He was married to Fotini Michaelides (daughter of Anastasios Michaelides, mother's maiden name: Leventi) and they had four children: Constantinos, Maria, Nicholas and Anastasia. (Constantinos and Maria are the children of the murdered minister of interior Polykarpos Georkadjis married at the time to Fotini Michaelides)
He was hospitalized in intensive care on November 22, 2008 with severe breathing problems as a result of lung cancer. He was a longtime chain smoker. He died on December 12, 2008 and was buried three days later at Deftera Cemetery. His funeral, conducted by Archbishop Chrysostom II, was attended by president Dimitris Christofias and his entire cabinet, PM Kostas Karamanlis and FM Dora Bakoyannis, representing the Greek government; Giorgos Papandreou and Georgios Karatzaferis from the opposition parties. The eulogy was delivered by veteran politician Vasos Lyssarides. No Turkish Cypriot official attended.
In the wee hours of the morning of December 11, 2009, just one day before a scheduled 1-year memorial service, the remains of Papadopoulos were stolen from Deftera Cemetery. They were found late on March 8, 2010, buried in a different cemetery, after an anonymous tip to the police.
In the late fifties, Papadopoulos was active in PEKA, the political section of EOKA. In the run-up to Cypriot independence, he was named minister of the interior at age 25. After independence, he became minister for employment.
He took part in the London Conference in 1959 and was one of the two delegates (besides the AKEL delegates) who voted against the signing of the London and Zurich Agreements. He was also one of the four representatives of the Greek Cypriot side at the Constitutional Commission which drafted the Constitution of the Republic of Cyprus.
For 12 years he served successively as Minister of the Interior, Minister of Finance, Minister of Labour and Social Insurance, Minister of Health and Minister of Agriculture and Natural Resources.
He served as advisor to the first representative of the Greek Cypriot side in the intercommunal talks, Mr. Glafkos Clerides, until April 1976 and subsequently he took up that post himself, serving until July 1978.

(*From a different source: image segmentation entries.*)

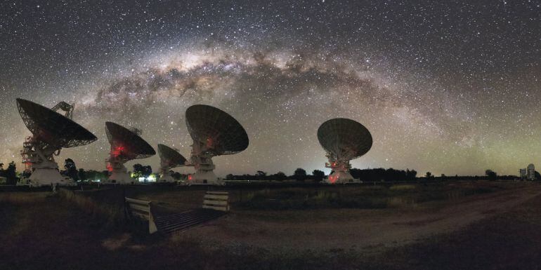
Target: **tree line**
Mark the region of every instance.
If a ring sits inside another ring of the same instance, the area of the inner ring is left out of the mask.
[[[360,179],[363,181],[412,181],[417,179],[417,172],[415,170],[395,170],[393,168],[384,169],[382,168],[374,169],[350,169],[349,173],[351,176],[356,179]],[[306,181],[312,180],[320,182],[325,177],[325,174],[320,170],[314,170],[311,175],[308,175],[306,170],[301,168],[296,168],[292,175],[287,175],[283,172],[278,172],[275,174],[269,175],[262,170],[258,170],[255,175],[244,174],[233,175],[229,174],[226,177],[227,180],[245,180],[245,181],[285,181],[296,180]]]

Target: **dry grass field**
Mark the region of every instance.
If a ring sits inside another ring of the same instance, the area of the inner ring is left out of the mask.
[[[89,190],[77,198],[47,191],[0,193],[0,269],[535,269],[541,264],[536,183],[223,189],[232,197],[230,213],[170,236],[148,236],[123,222],[116,210],[123,196],[151,200],[159,213],[167,213],[200,206],[205,188]]]

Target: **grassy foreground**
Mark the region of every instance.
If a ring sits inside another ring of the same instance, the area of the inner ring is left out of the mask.
[[[133,234],[48,192],[0,194],[0,205],[1,269],[535,269],[541,264],[540,196],[464,229],[377,254],[216,245],[190,231]]]

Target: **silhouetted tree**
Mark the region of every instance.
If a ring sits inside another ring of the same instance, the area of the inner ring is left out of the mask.
[[[490,181],[494,181],[497,179],[497,173],[492,170],[487,170],[485,171],[485,175]]]
[[[408,181],[413,181],[415,180],[417,175],[417,172],[415,170],[410,170],[406,169],[406,180]]]
[[[314,170],[312,172],[312,175],[313,175],[314,180],[321,182],[323,180],[323,177],[325,177],[325,173],[322,170]]]
[[[8,184],[17,183],[17,166],[15,164],[15,161],[9,163],[8,168],[4,171],[4,177],[7,178]]]
[[[143,167],[143,176],[145,178],[152,174],[152,168],[150,165]]]
[[[258,180],[264,180],[267,177],[267,173],[262,170],[258,170],[256,177]]]
[[[293,179],[297,181],[304,181],[306,179],[306,171],[301,168],[297,168],[293,173]]]
[[[142,177],[144,175],[145,168],[139,163],[133,164],[133,177],[136,178]]]
[[[75,162],[73,161],[72,159],[66,158],[64,161],[64,169],[65,170],[65,172],[64,173],[65,175],[70,177],[75,181],[79,180],[77,168],[75,166]]]
[[[287,176],[282,172],[278,172],[275,175],[273,175],[273,178],[276,181],[284,181],[287,179]]]

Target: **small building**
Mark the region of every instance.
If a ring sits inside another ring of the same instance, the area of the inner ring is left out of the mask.
[[[535,180],[535,166],[533,164],[530,164],[526,168],[526,179],[528,180]]]
[[[526,179],[526,169],[520,169],[519,170],[521,174],[521,179],[524,180]]]

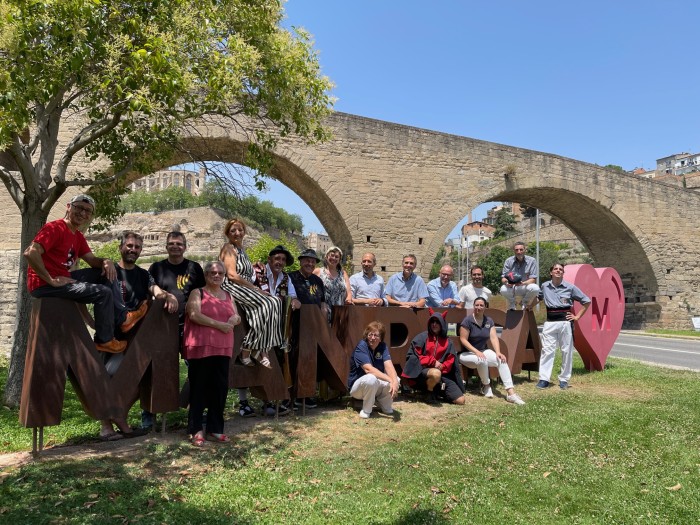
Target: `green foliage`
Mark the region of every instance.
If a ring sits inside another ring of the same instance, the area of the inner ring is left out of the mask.
[[[102,257],[103,259],[109,259],[111,261],[114,261],[115,263],[117,261],[120,261],[122,258],[122,254],[119,252],[118,239],[103,244],[95,251],[93,251],[93,253],[98,257]],[[88,268],[88,264],[82,259],[80,260],[80,268]]]
[[[449,256],[446,255],[446,251],[447,250],[445,250],[444,246],[440,246],[440,249],[438,250],[438,253],[435,256],[435,259],[433,260],[433,265],[430,267],[430,275],[428,277],[429,279],[435,279],[440,274],[440,268],[442,268],[446,264],[451,265],[453,268],[457,268],[457,259],[459,258],[457,249],[452,250]],[[456,273],[457,270],[455,270],[455,274]]]
[[[290,233],[301,233],[304,228],[297,214],[278,208],[271,201],[254,195],[239,198],[228,186],[214,178],[207,181],[202,193],[195,197],[183,187],[170,187],[158,191],[134,191],[121,200],[120,208],[125,213],[180,210],[197,206],[218,208],[231,217],[241,217],[261,228],[277,228]]]
[[[289,251],[289,253],[292,254],[292,257],[294,257],[294,264],[286,267],[284,271],[289,273],[298,270],[299,261],[297,260],[297,257],[299,257],[299,253],[301,252],[299,251],[299,248],[297,247],[296,243],[293,240],[287,239],[286,235],[281,235],[279,239],[274,239],[273,237],[264,233],[260,236],[258,242],[256,242],[253,247],[246,250],[246,252],[248,253],[248,257],[251,261],[253,261],[253,263],[256,263],[258,261],[265,263],[267,262],[267,256],[270,253],[270,251],[278,244],[284,246]]]
[[[513,255],[513,250],[505,246],[494,246],[487,255],[479,257],[475,266],[484,270],[484,286],[494,293],[501,288],[501,271],[505,260]]]
[[[242,163],[257,170],[258,185],[278,137],[327,140],[332,84],[310,36],[282,28],[283,16],[280,0],[0,0],[0,151],[17,165],[0,166],[0,180],[22,212],[22,244],[71,185],[103,186],[94,190],[96,218],[110,219],[130,173],[176,156],[202,160],[206,151],[180,139],[212,118],[249,131]],[[71,171],[82,156],[108,167]],[[21,259],[20,282],[25,269]],[[25,319],[24,284],[18,305]],[[11,404],[27,333],[28,323],[17,323]]]
[[[501,208],[496,212],[494,227],[496,228],[493,232],[494,239],[503,239],[512,235],[516,232],[515,215],[506,208]]]

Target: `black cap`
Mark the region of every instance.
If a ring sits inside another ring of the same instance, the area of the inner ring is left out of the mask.
[[[299,257],[297,257],[297,259],[299,259],[301,261],[305,257],[311,257],[312,259],[316,259],[316,262],[321,262],[321,259],[319,259],[318,255],[316,255],[316,251],[312,250],[311,248],[307,248],[306,250],[301,252],[299,254]]]
[[[270,253],[268,253],[267,256],[273,257],[273,256],[277,255],[278,253],[284,254],[284,256],[287,260],[285,266],[289,266],[290,264],[292,264],[294,262],[294,257],[292,257],[292,254],[289,253],[289,251],[287,249],[285,249],[285,247],[282,246],[281,244],[278,244],[277,246],[272,248],[272,250],[270,250]]]

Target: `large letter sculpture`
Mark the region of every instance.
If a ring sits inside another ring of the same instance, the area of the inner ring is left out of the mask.
[[[564,279],[591,299],[588,311],[576,322],[574,346],[587,370],[603,370],[625,317],[622,279],[614,268],[593,268],[590,264],[567,265]],[[580,310],[581,305],[575,303],[574,312]]]
[[[149,374],[150,370],[150,374]],[[73,301],[35,299],[29,327],[19,419],[25,427],[61,422],[66,376],[85,411],[95,419],[123,417],[141,397],[151,412],[178,406],[177,317],[156,300],[110,377]]]

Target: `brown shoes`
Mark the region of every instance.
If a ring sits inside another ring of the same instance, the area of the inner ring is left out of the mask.
[[[110,354],[120,354],[126,350],[126,341],[117,341],[112,339],[107,343],[95,343],[95,347],[100,352],[108,352]]]
[[[124,321],[119,327],[122,333],[126,333],[131,330],[136,323],[138,323],[141,318],[146,315],[148,311],[148,303],[146,301],[141,302],[139,307],[133,312],[126,313],[126,321]]]

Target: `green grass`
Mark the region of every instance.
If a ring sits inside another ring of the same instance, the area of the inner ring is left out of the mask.
[[[404,400],[395,418],[363,421],[338,403],[252,427],[236,418],[232,446],[151,439],[128,452],[45,457],[1,473],[0,520],[699,523],[700,376],[621,359],[600,373],[574,364],[566,392],[518,376],[524,407],[470,393],[463,407]],[[94,435],[75,403],[66,401],[75,413],[65,435]],[[5,443],[16,411],[1,423],[3,449],[26,450]]]

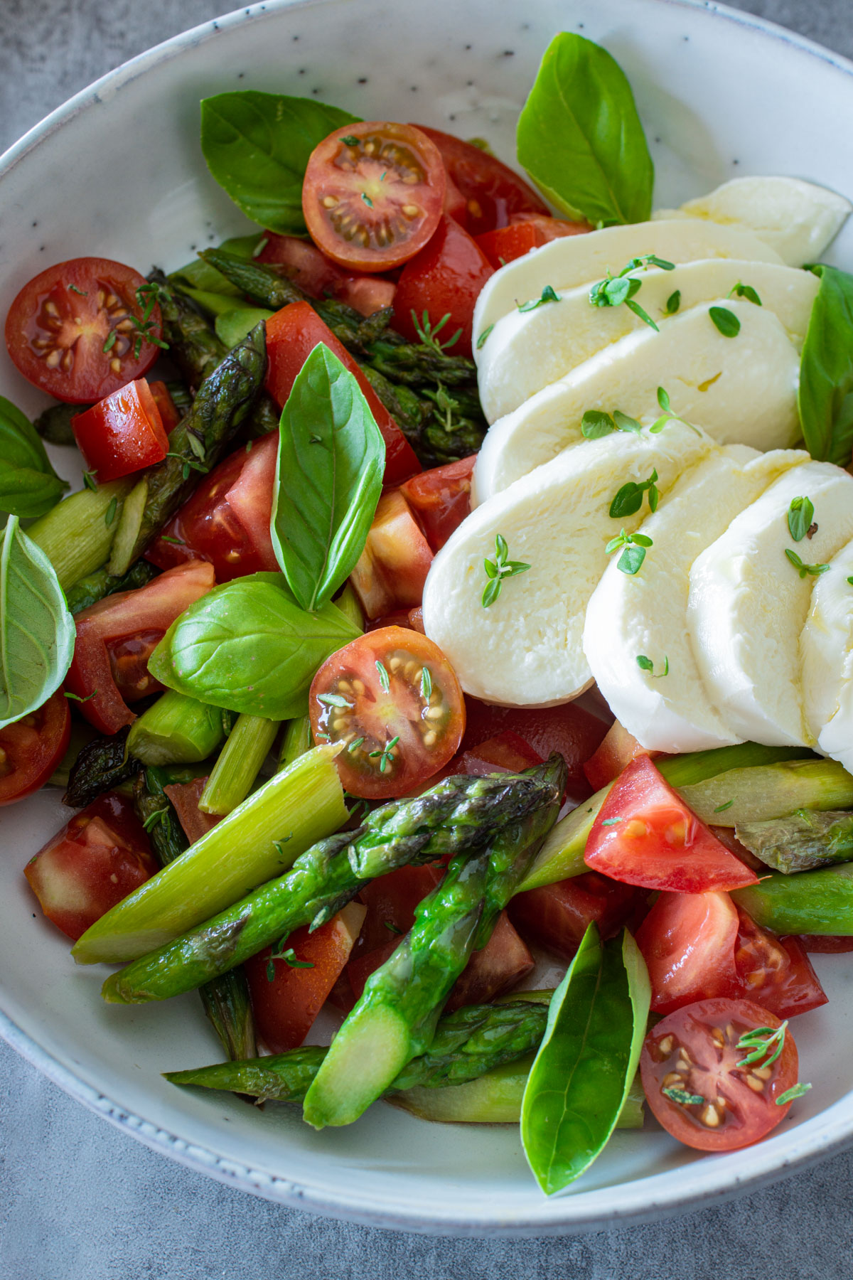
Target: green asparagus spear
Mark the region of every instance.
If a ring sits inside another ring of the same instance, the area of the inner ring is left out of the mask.
[[[315,844],[279,879],[113,974],[104,998],[143,1004],[192,991],[301,925],[325,924],[364,881],[407,863],[482,847],[496,829],[541,809],[549,795],[549,786],[529,774],[458,774],[422,796],[390,801],[354,831]]]
[[[552,755],[531,769],[544,787],[536,809],[494,833],[474,854],[458,854],[414,913],[409,933],[367,979],[306,1094],[303,1116],[316,1129],[350,1124],[413,1057],[428,1050],[455,979],[485,946],[500,910],[523,879],[556,820],[565,763]]]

He represented Cyprus at many international conferences, particularly the annual congresses of the International Labour Organisation (ILO).
Furthermore, he represented Cyprus at the United Nations and the Council of Europe. Until his election he practiced law in Lefkosia.
At the Parliamentary elections held on 15 July, 1970 he was elected member of the House of Representatives, standing as an Eniaion (United Nationalist Alignment) candidate for the Nicosia constituency. Standing as an independent candidate, he was re-elected in the election of 5 September 1976. From April until October 1976 he served as President of the House of Representatives. In the 19 May 1991 parliamentary elections he was elected member of the House of Representatives, standing as a candidate for the Democratic Party in the Nicosia constituency. He was re-elected on 26 May 1996.
On 7 October 2000, he was elected unopposed President of the Democratic Party during the historic electoral congress at which the founder of the Party, Spyros Kyprianou, stood down. At the 27 May 2001 elections he was re-elected at the head of the Democratic Party (ΔΗ.ΚΟ.) ticket.
He was a member of the National Council, Chairman of the Standing Parliamentary Committee on European Affairs and member of the Committee on Selection and the Committee on Financial and Budgetary Affairs. He was also Co-chairman of the Joint Cyprus-EU Parliamentary Committee.
He campaigned for the 2003 presidential election on a platform that he would be able to secure better deal over the Cyprus dispute than the incumbent Glafkos Clerides. He was backed by not just his own party, Democratic Party, but also the socialist AKEL and social democrat KISOS.
Before the Cyprus reunification referendum, 2004 on the Annan plan, he urged Greek Cypriots to vote No, declaring "I received a state; I will not deliver a community". His recommendation is considered one of the reasons for the referendum's negative result on the Greek-Cypriot side.